Python behind the scenes #8: how Python integers work

r4victor · on Feb 10, 2021

Hi, the author here. Thanks for posting this! The Python behind the scenes series covers how different aspects of Python are implemented in the CPython interpreter. This time we'll ask and answer the following question: How is Python able to support arbitrary large integers? More specifically, we'll learn:

  * How CPython represents arbitrary-precision integers.
  * How CPython implements arbitrary-precision arithmetic, such as addition and multiplication.
  * How CPython's implementation of arbitrary-precision arithmetic compares to other implementations.

I welcome your feedback and questions. Thanks!

cma · on Feb 9, 2021

Micropython does much more efficient tagged integers (making unaligned pointers represent the small integers, once out of range can be replaced with an aligned pointer to a bigint).

I think the only reason not to have that is maintaining c-python compatibility, but it would have been nice if they could have moved to it for the 3.0 break.

pansa2 · on Feb 9, 2021

Guido has been strongly opposed to the use of tagged integers:

https://mail.python.org/pipermail/python-dev/2004-July/04614...

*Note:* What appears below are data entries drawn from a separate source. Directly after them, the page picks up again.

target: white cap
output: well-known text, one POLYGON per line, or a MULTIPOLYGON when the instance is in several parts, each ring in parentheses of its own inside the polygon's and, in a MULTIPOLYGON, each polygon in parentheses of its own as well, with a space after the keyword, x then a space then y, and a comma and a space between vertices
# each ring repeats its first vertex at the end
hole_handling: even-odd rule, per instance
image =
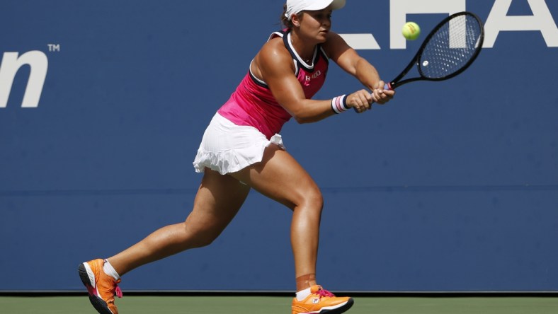
POLYGON ((337 10, 345 6, 345 0, 287 0, 287 12, 285 16, 290 20, 292 14, 302 11, 318 11, 331 5, 331 9, 337 10))

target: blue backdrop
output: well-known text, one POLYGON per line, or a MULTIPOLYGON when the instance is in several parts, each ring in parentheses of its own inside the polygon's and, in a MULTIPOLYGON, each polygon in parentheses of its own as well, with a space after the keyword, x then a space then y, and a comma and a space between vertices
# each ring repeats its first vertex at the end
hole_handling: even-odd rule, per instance
MULTIPOLYGON (((79 262, 186 218, 205 125, 283 4, 2 2, 0 291, 81 290, 79 262)), ((426 35, 402 47, 392 23, 427 33, 460 7, 491 36, 464 74, 282 132, 324 192, 318 276, 329 289, 558 290, 558 2, 348 0, 334 30, 372 34, 352 45, 368 45, 359 53, 389 80, 426 35), (405 13, 417 4, 425 12, 405 13)), ((360 88, 332 66, 316 98, 360 88)), ((121 286, 292 290, 290 216, 253 192, 212 245, 121 286)))

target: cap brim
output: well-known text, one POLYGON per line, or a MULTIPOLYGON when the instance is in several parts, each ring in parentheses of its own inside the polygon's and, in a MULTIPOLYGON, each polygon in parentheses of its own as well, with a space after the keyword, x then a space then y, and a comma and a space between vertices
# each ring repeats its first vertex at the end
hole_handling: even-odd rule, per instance
POLYGON ((312 4, 308 6, 305 8, 307 11, 318 11, 323 10, 327 8, 330 4, 331 5, 332 10, 338 10, 345 6, 346 0, 321 0, 314 1, 312 4))

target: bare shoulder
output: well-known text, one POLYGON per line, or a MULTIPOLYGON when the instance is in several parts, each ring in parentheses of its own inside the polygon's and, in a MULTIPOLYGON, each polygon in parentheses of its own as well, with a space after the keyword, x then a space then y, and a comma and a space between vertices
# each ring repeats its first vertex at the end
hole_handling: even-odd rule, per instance
POLYGON ((327 34, 327 40, 321 46, 331 59, 335 59, 336 56, 351 48, 345 40, 335 32, 327 34))
POLYGON ((252 71, 256 77, 265 80, 263 73, 294 71, 292 58, 285 47, 283 39, 275 37, 262 46, 254 57, 252 71))

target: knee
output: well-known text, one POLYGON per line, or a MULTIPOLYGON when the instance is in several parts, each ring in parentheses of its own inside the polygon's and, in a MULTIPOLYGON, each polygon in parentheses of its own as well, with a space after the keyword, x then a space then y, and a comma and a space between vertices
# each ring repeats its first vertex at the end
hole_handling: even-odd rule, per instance
POLYGON ((312 186, 301 194, 301 198, 297 207, 304 208, 313 212, 320 214, 324 207, 324 197, 317 186, 312 186))
POLYGON ((188 223, 188 219, 184 222, 186 241, 191 248, 203 248, 213 243, 219 237, 220 232, 205 226, 195 226, 188 223))

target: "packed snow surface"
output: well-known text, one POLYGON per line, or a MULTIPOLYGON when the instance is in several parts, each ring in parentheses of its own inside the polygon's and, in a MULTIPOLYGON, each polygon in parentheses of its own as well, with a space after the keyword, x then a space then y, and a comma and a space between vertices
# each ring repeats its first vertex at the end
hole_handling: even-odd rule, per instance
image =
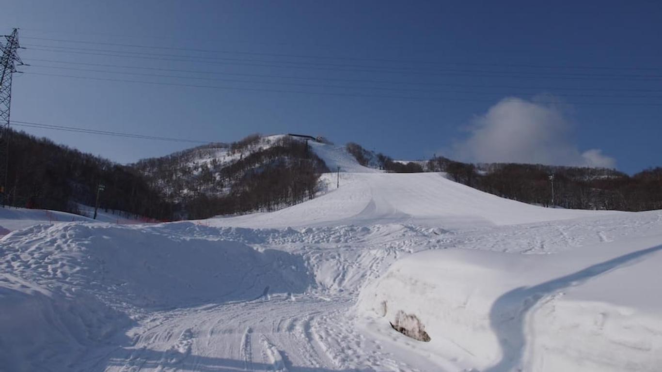
POLYGON ((271 213, 0 210, 0 371, 659 370, 662 211, 544 209, 313 148, 340 174, 271 213))

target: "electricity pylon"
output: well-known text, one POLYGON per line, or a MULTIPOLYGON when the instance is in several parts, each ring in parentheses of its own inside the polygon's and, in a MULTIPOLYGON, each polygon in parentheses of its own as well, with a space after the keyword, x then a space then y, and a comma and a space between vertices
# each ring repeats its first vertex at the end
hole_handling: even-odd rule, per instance
POLYGON ((9 113, 11 106, 11 77, 17 66, 23 64, 19 57, 19 29, 14 28, 10 35, 5 35, 7 43, 1 46, 0 57, 0 199, 4 207, 9 201, 9 113))

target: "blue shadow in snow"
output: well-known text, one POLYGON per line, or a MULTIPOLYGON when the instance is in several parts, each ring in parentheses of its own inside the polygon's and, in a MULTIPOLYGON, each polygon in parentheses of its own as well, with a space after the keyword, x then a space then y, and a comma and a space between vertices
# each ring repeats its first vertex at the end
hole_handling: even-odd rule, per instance
POLYGON ((541 299, 659 250, 662 250, 662 246, 641 250, 534 287, 522 287, 504 294, 490 310, 490 324, 498 338, 501 359, 484 372, 507 372, 520 367, 526 343, 524 318, 526 312, 541 299))

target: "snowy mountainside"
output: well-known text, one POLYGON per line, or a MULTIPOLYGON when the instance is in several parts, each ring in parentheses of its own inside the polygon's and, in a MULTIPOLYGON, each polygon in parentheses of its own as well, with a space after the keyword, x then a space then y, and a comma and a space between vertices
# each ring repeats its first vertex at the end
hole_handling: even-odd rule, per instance
POLYGON ((662 211, 543 208, 310 148, 341 171, 278 210, 0 238, 0 371, 658 369, 662 211))
POLYGON ((210 145, 134 165, 175 214, 201 218, 273 210, 314 197, 324 161, 301 138, 252 135, 230 145, 210 145))
POLYGON ((282 138, 252 135, 231 144, 213 143, 162 158, 144 159, 133 166, 175 201, 198 191, 222 194, 228 191, 228 185, 221 182, 220 169, 271 147, 282 138))

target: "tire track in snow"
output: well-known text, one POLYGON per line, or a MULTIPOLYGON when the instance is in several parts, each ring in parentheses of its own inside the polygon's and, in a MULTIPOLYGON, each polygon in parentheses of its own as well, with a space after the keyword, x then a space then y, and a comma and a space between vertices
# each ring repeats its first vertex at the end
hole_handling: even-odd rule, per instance
POLYGON ((255 371, 253 369, 253 346, 251 343, 251 334, 253 330, 250 327, 246 328, 242 336, 241 346, 239 350, 244 359, 244 371, 255 371))

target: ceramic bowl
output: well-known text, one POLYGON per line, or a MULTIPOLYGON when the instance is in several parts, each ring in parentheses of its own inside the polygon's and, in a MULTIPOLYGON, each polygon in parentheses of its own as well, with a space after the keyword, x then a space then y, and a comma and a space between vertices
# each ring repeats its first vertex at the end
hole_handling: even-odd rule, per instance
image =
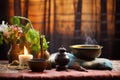
POLYGON ((35 58, 28 61, 28 66, 33 72, 43 72, 47 68, 48 63, 48 60, 35 58))
POLYGON ((95 59, 101 55, 100 45, 71 45, 71 52, 79 59, 95 59))

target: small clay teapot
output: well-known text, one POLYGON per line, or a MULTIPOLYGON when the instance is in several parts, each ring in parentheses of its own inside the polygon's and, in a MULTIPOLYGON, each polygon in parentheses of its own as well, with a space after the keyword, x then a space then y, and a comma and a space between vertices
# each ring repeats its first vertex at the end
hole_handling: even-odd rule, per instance
POLYGON ((67 64, 69 63, 69 56, 66 54, 66 49, 64 47, 60 47, 58 51, 55 57, 56 70, 66 70, 68 67, 67 64))

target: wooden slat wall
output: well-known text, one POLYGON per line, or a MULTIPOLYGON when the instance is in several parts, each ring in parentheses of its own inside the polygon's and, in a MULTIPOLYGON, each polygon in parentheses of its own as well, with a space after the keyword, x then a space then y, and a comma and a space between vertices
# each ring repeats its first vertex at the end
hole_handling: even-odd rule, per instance
POLYGON ((107 33, 108 33, 108 53, 112 57, 115 36, 115 5, 116 0, 107 0, 107 33))

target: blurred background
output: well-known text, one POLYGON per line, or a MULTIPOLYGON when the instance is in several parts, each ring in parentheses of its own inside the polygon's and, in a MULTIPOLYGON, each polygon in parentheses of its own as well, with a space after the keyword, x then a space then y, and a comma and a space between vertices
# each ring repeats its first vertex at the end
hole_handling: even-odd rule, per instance
MULTIPOLYGON (((0 0, 0 24, 24 16, 45 34, 49 52, 73 44, 99 44, 100 57, 120 59, 120 0, 0 0)), ((0 59, 7 59, 0 45, 0 59)))

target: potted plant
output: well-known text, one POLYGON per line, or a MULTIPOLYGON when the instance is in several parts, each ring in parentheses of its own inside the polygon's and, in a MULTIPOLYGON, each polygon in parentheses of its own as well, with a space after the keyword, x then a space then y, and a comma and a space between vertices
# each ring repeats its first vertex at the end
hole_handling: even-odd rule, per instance
MULTIPOLYGON (((3 21, 0 25, 0 44, 3 44, 3 42, 12 44, 9 51, 9 53, 12 52, 12 56, 9 57, 9 62, 11 63, 13 60, 18 60, 18 54, 23 53, 24 45, 29 49, 30 53, 34 52, 38 55, 41 51, 40 37, 42 34, 33 28, 33 25, 28 18, 13 16, 11 23, 12 25, 9 25, 5 24, 3 21), (27 22, 22 24, 21 20, 27 22)), ((46 38, 43 37, 43 50, 47 49, 48 42, 46 41, 46 38)))

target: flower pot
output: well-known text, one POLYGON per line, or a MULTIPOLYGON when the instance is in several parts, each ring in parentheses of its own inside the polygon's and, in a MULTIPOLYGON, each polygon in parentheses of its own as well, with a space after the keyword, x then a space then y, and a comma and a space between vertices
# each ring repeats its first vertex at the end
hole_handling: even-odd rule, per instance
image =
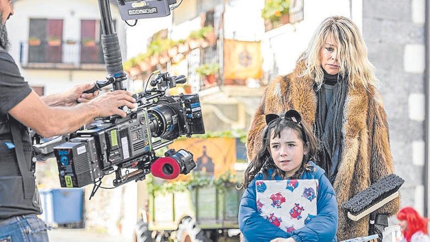
POLYGON ((190 48, 191 49, 198 48, 200 47, 200 43, 197 40, 190 40, 188 43, 190 44, 190 48))
POLYGON ((32 46, 40 45, 40 40, 29 40, 28 45, 32 46))
POLYGON ((288 23, 289 22, 290 22, 290 15, 284 14, 283 15, 281 16, 279 22, 281 24, 288 23))
POLYGON ((60 45, 61 45, 61 41, 60 40, 48 41, 48 46, 59 46, 60 45))
POLYGON ((158 64, 158 56, 153 55, 150 58, 150 65, 151 66, 156 66, 158 64))

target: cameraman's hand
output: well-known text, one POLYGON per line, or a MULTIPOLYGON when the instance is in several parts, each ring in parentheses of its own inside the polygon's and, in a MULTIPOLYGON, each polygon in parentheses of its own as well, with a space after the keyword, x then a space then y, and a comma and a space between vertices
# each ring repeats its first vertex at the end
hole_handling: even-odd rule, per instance
POLYGON ((87 103, 99 95, 99 91, 92 93, 84 93, 84 92, 89 90, 94 86, 94 83, 86 83, 75 86, 72 89, 63 93, 64 105, 71 106, 78 103, 87 103))
POLYGON ((127 106, 130 109, 135 108, 136 100, 131 96, 131 93, 124 90, 117 90, 105 93, 88 103, 97 108, 98 117, 108 117, 118 115, 125 117, 127 114, 118 108, 127 106))

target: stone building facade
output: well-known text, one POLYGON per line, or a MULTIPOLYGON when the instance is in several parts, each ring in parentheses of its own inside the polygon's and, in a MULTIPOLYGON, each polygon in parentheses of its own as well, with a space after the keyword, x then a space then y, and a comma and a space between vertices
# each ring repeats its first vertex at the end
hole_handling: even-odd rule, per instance
POLYGON ((395 173, 406 181, 401 205, 428 216, 425 4, 425 0, 364 0, 363 32, 380 82, 395 173))

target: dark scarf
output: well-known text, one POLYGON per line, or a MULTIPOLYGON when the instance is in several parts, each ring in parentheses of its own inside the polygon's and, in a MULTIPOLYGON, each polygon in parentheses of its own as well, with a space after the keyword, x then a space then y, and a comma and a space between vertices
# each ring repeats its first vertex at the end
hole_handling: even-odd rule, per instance
POLYGON ((331 107, 326 107, 324 86, 323 85, 320 89, 317 89, 316 84, 314 84, 318 104, 314 129, 319 141, 316 158, 317 164, 325 171, 327 177, 333 183, 342 162, 342 117, 348 92, 348 78, 330 75, 323 69, 323 71, 324 83, 334 87, 331 107), (329 111, 333 113, 333 125, 326 127, 326 119, 329 111), (324 135, 326 135, 326 138, 322 138, 324 135))

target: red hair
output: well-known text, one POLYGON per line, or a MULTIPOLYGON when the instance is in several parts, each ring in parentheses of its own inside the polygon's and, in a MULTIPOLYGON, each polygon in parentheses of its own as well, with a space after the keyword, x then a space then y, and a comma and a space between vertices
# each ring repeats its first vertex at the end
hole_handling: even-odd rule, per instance
POLYGON ((408 223, 408 228, 402 232, 408 242, 410 242, 412 236, 418 231, 427 234, 427 219, 420 216, 413 208, 405 207, 400 209, 397 213, 397 219, 406 220, 408 223))

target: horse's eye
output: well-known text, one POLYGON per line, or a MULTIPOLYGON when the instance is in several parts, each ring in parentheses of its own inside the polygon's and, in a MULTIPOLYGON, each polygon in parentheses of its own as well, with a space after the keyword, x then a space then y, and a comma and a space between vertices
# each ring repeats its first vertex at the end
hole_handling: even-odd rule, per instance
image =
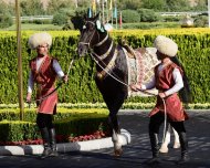
POLYGON ((86 25, 83 25, 83 29, 86 29, 86 25))

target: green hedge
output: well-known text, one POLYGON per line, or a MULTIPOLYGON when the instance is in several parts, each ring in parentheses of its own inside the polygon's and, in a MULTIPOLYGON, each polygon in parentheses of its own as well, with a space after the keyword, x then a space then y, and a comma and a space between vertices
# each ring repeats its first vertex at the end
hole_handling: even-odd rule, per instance
MULTIPOLYGON (((27 41, 33 32, 22 32, 22 63, 24 97, 29 73, 29 60, 35 56, 35 52, 29 50, 27 41)), ((76 54, 76 31, 52 31, 53 45, 51 54, 60 60, 64 72, 76 54)), ((166 34, 172 38, 179 45, 179 59, 186 67, 191 82, 192 103, 210 102, 210 33, 204 29, 170 29, 150 31, 117 31, 112 34, 115 41, 124 38, 133 48, 153 46, 157 34, 166 34)), ((0 104, 18 103, 18 57, 14 32, 0 32, 0 104)), ((95 66, 90 56, 75 61, 70 72, 70 81, 60 90, 60 103, 95 103, 103 102, 102 95, 94 82, 95 66)), ((154 102, 154 98, 132 98, 133 102, 154 102)))

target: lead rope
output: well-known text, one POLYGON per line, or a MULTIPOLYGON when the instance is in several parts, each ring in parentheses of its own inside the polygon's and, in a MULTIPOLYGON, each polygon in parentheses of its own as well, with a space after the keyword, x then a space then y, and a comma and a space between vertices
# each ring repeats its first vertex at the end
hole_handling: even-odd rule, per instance
MULTIPOLYGON (((107 70, 105 70, 99 63, 98 61, 93 56, 92 53, 91 54, 91 57, 95 61, 95 63, 103 70, 105 71, 111 77, 113 77, 114 80, 116 80, 117 82, 119 82, 120 84, 129 87, 128 84, 124 83, 123 81, 118 80, 117 77, 115 77, 114 75, 112 75, 107 70)), ((148 94, 148 95, 151 95, 151 96, 157 96, 156 94, 153 94, 150 92, 147 92, 147 91, 144 91, 144 90, 138 90, 145 94, 148 94)), ((167 127, 167 114, 166 114, 166 102, 164 98, 161 98, 162 103, 164 103, 164 114, 165 114, 165 120, 164 120, 164 135, 162 135, 162 141, 165 141, 165 138, 166 138, 166 127, 167 127)))

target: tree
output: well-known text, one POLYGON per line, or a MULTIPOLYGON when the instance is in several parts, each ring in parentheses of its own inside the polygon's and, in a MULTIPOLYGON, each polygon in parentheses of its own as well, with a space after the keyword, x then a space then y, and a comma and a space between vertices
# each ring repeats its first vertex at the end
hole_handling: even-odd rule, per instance
POLYGON ((20 7, 22 9, 21 15, 42 15, 45 13, 40 0, 22 0, 20 7))
POLYGON ((0 28, 8 28, 10 25, 12 25, 12 17, 9 6, 0 2, 0 28))

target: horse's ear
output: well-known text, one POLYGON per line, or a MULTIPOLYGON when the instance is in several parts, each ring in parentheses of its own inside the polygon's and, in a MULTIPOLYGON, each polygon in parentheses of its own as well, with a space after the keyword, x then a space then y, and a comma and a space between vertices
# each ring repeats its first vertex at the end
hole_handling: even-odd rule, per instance
POLYGON ((84 21, 86 21, 86 20, 87 20, 87 15, 86 15, 86 14, 84 14, 83 19, 84 19, 84 21))
POLYGON ((97 12, 97 14, 94 17, 94 22, 96 21, 96 20, 98 20, 98 18, 99 18, 99 12, 97 12))

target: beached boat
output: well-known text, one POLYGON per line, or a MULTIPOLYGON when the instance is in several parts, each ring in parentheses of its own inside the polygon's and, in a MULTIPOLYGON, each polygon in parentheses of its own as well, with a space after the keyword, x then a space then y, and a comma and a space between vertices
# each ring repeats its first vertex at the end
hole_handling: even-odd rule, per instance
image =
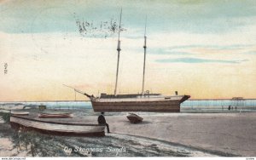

woadwarrior01 · on Feb 10, 2021

IMO, that excuse doesn't hold water on 64 bit machines. On 64 bit machines, not using tagged pointers (using the CPU for fast arithmetic on word sized integers) and instead using the slow branchy sign-magnitude representation that cPython uses for integers is unconscionable, in terms of both performance and memory usage.

rtpg · on Feb 10, 2021

this is a post from 16 years ago, and there might be someone who comes around with a solution that resolves his concerns (granted, I feel like it would be hard to come up with a great solution in a language like C, having some ubiquitous unwrapping mechanism + better type checking would make this doable though....)

pansa2 · on Feb 10, 2021

> this is a post from 16 years ago

Sure, but the only opportunity to change this was along with the other breaking changes in Python 3.0, which is now 12 years old.

KMag · on Feb 10, 2021

It might still be possible to change, by changing the macros that unwrap integers to support tagged integers, then waiting a decade or two before actually starting to use tagged integers. Things that hadn't been recompiled in a decade or two, but were for some reason running the latest interpreter would break. Presumably the number of breakages would be negligible.

kevin_thibedeau · on Feb 10, 2021

This isn't portable C. You can't assume that some pointers will be invalid and free for other uses.

jashmatthews · on Feb 10, 2021

The runtime also controls the alignment of allocations.

cma · on Feb 10, 2021

You can have a fallback to always use int objects for architectures without that alignment requirement.

mafaa · on Feb 10, 2021

They bring up gmp which i'm surprised to never see discussed here. Underpins so many tech stacks (+ gcc relies on it) and is basically always involved in the cryptography piece of those given how many rely on huge numbers.

mistrial9 · on Feb 10, 2021

interesting to notice the text in the "comparisons to other implementations"

"How fast is CPython's implementation of bignums compared to other implementations? ... One important thing to know about these results is that the fastest programs use bignums provided by the GMP library and not the bignums provided by the language. If we exclude the programs that use GMP bindings, we get the following results... "

igouy · on Feb 10, 2021

Amazing!

If we don't want the programs that used the GMP library, then we can simply not show those results!

Except "Some languages rely on GMP to implement built-in bignums. They are marked with an asterisk (*)." — why are they shown?

(And why isn't there a C program + GMP measurement?)

r4victor · on Feb 10, 2021

I assumed the readers would follow the link to see the original results. GMP is undoubtedly the state-of-the-art of arbitrary-precision arithmetic. The point of this table was to compare bignum implementations provided by different languages, so programs that use GMP bindings are excluded. Probably it would make sense to include the best result that uses GMP, but I think GHC is quite representative of GMP's performance.

I'm not the first one who draw such a comparison. This article goes into some more detail: http://www.wilfred.me.uk/blog/2014/10/20/the-fastest-bigint-...

igouy · on Feb 10, 2021

Amazing that Wilfred Hughes and yourself took such a straightforward approach instead-of complaining that a lot of the programs used GMP. (Take that as praise.)